Por Redação | 04.07.2016 às 11:30

Imagens capturadas pelas sondas espaciais Mars Reconnaissance Orbiter e Curiosity revelaram um tipo de ondulação formada nas areias de Marte e que aparentemente foram causadas pelo vento. O curioso dessas imagens é que essas ondulações não são semelhantes as existentes em qualquer deserto da Terra, visto que são dunas minúsculas que se solidificaram como pedras. O fenômeno assombroso revelado pelos cientistas nunca foi visto antes em todo o sistema solar.

A equipe liderada pelo geólogo planetário Mathieu Lapôtre, do Caltech, classificou a descoberta como "ondas arrastadas pelo vento". De acordo com os pesquisadores, as ondulações possuem uma aparência única por conta de algumas peculiaridades que caracterizam a atmosfera de Marte. "É a baixa densidade da atmosfera marciana que aumenta a viscosidade do ar e promove a formação das grandes ondulações marcianas arrastadas pelo vento", afirmou Lapôtre.

Areia de Marte

A principal diferença em relação às dunas terrestres é que as areias onduladas encontradas em Marte são muito sinuosas e assimétricas, enquanto que na Terra esse tipo de acontecimento forma dunas em linhas retas bastante semelhantes umas com as outras. Além disso, as dunas marcianas não são tão grandes quanto as terrestres, mas apresentam uma resistência maior contra o vento, de acordo com os pesquisadores.

Areia de Marte

Lapôtre acredita que seja possível encontrar em outros lugares do universo algo semelhante ao descoberto em Marte. "O cometa 67P/Churyumov Gerasimenko e Plutão me vêm à cabeça", afirmou o pesquisador. "Por mais que características parecidas com ondulações já tenham sido observadas no cometa durante a missão Rosetta, as belas imagens capturadas pela espaçonave New Horizons são muito grosseiras para mostrar possíveis ondulações em Plutão".

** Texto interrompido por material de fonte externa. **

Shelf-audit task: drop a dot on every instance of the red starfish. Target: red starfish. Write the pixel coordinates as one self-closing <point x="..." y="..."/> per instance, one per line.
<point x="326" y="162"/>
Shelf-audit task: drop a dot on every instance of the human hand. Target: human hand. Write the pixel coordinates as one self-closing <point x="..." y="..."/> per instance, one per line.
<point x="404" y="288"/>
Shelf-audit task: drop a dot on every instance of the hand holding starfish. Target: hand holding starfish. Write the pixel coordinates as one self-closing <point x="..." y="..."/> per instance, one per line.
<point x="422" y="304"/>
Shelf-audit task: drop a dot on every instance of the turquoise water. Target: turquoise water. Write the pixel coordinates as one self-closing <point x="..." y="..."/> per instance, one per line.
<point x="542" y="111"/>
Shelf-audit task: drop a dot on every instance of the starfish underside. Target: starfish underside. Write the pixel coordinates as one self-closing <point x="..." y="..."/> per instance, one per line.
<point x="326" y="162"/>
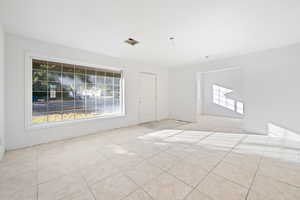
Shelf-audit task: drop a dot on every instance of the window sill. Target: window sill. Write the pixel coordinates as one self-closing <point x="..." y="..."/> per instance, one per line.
<point x="63" y="123"/>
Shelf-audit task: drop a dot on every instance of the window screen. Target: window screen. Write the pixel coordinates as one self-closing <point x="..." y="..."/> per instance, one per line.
<point x="62" y="92"/>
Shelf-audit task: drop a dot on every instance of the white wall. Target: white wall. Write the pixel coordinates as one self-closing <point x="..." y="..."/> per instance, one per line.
<point x="228" y="78"/>
<point x="17" y="136"/>
<point x="1" y="92"/>
<point x="270" y="85"/>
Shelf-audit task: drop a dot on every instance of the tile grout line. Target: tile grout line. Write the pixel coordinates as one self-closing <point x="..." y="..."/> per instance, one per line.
<point x="253" y="179"/>
<point x="88" y="186"/>
<point x="211" y="170"/>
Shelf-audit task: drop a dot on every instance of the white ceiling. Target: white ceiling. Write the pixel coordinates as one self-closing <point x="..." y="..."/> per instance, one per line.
<point x="217" y="28"/>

Segundo o geólogo, será possível observar possíveis "fósseis" que estejam preservados nessas ondulações "e limitar as condições atmosféricas do passado". Com essas informações os cientistas poderão conhecer com maior precisão qual a real variação da temperatura e do clima em solo marciano no passar das últimas décadas. Graças a técnica utilizada por Lapôtre, por exemplo, foi possível descobrir, baseado nas informações colhidas pela sonda Opportunity da cratera Victoria em 2007, que Marte provavelmente perdeu sua atmosfera espessa antes da marca de 3,7 bilhões de anos.